The association of MUC17 methylation with clinicopathologic parameters in NSCLC
|High (%)||Low (%)||P-value|
|Total||57||21 (36.8)||36 (63.2)|
|Male||26||13 (50.0)||13 (50.0)|
|Female||31||8 (25.8)||23 (74.2)||0.1019|
|Age at diagnosis|
|<60||18||7 (38.9)||13 (61.1)||0.9457|
|Chronic pneumonia||10||0 (0.0)||10 (100.0)|
|Lung adenocarcinoma||43||20 (46.5)||23 (53.5)||0.0063|
|Lung squamous cell carcinomas||4||1 (25.0)||3 (75.0)||0.1008|
|Tumor invasive depth|
|1||18||5 (27.8)||13 (72.2)|
|2||14||8 (57.1)||6 (42.9)||0.0049|
|3||8||5 (62.5)||3 (37.5)||0.0336|
|4||7||3 (42.9)||4 (57.1)||0.3905|
|Lymph node metastasis|
|0||22||6 (27.3)||16 (72.7)|
|1||2||1 (50.0)||1 (50.0)||0.6685|
|2||12||8 (66.7)||4 (33.3)||0.0005|
|3||11||6 (54.5)||5 (45.5)||0.0228|
|Yes||17||8 (47.1)||9 (52.9)|
|No||30||13 (43.3)||17 (56.7)||0.5454|
|I||18||5 (27.8)||13 (72.2)|
|II||1||0 (0.0)||1 (100.0)||0.7836|
|III||9||7 (77.8)||2 (22.2)||0.0009|
|IV||19||9 (47.4)||10 (52.6)||0.0167|
We further identified the regions specifically regulating MUC17 epigenetic silencing in GR/OR cells by MeDIP-qPCR with an anti-5mC antibody.

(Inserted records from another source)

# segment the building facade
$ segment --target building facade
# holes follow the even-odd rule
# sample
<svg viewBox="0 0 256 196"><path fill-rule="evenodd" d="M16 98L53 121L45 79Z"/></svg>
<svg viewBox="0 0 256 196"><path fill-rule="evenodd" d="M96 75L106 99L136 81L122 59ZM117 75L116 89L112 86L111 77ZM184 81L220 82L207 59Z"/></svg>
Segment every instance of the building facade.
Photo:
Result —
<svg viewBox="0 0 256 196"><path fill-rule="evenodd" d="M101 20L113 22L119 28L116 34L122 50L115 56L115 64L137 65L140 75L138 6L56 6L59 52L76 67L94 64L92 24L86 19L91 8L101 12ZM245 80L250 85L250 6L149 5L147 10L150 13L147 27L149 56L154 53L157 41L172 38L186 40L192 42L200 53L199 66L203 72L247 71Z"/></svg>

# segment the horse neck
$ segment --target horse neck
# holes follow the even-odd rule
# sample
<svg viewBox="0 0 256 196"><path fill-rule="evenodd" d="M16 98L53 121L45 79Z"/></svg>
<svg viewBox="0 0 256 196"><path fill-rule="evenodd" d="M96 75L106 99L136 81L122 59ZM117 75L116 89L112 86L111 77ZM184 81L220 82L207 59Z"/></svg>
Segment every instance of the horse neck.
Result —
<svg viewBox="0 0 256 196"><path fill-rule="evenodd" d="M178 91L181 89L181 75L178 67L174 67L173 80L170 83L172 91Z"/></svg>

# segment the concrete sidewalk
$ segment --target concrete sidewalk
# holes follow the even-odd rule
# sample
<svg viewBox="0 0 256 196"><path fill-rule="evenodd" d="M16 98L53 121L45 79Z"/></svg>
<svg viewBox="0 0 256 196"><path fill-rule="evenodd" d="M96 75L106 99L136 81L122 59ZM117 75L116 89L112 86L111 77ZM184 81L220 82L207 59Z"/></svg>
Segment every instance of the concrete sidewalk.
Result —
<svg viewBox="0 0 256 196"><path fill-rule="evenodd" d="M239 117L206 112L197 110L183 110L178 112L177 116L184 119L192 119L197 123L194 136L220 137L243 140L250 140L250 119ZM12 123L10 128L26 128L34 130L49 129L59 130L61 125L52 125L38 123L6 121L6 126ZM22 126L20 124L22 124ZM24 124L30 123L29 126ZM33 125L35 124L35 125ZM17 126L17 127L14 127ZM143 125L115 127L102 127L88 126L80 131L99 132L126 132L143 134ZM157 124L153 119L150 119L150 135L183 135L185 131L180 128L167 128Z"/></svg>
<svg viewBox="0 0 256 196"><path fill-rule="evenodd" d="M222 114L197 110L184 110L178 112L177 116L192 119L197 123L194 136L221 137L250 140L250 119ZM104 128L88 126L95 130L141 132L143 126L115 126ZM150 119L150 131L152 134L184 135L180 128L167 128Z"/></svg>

Results showed that GR/OR cells yielded more methylated genomic DNA fragments enriched in the MUC17 promoter region (Figure 4H and Supplementary Figure 8C). In order to explore the relationship between the hypermethylation of MUC17 and the regulatory pathway of UHRF1/DNMT1 complex, we conducted ChIP-qPCR detection. The results showed that anti-DNMT1 or anti-UHRF1 antibodies could enrich more genomic DNA fragments associated with the MUC17 promoter region in GR/OR cells (Figure 4I and Supplementary Figure 8D). DNMT1 or UHRF1(DNMT1/UHRF1) was overexpressed in GR or OR cells, high expression of DNMT1/UHRF1 inhibited the expression of MUC17. In contrast, knocking down of DNMT1/UHRF1 promoted MUC17 expression and almost reversed gefitinib/osimertinib resistance mediated MUC17 downregulation (Figure 4J and Supplementary Figure 8E). These results suggest that the epigenetic silencing of MUC17 induced by gefitinib/osimertinib resistance is controlled by UHRF1 associated DNMT1. Further, we found that simultaneous overexpression of DNMT1/UHRF1 and MUC17 in OR and GR cells reduced the enhanced effect of DNMT1/UHRF1 on EGFR-TKIs resistance compared with DNMT1 or UHRF1 single-overexpression (Figure 4K and 4L, Supplementary Figure 8F and 8G). In addition, simultaneous overexpression of DNMT1/UHRF1 and MUC17 restored the sensitivity of drug-resistant cells to gefitinib/osimertinib (Figure 4M and 4N, Supplementary Figure 8H). These results suggested that MUC17 plays a key role in the epigenetic pathway of drug resistance induced by gefitinib/osimertinib mediated by DNMT1/UHRF1 complex.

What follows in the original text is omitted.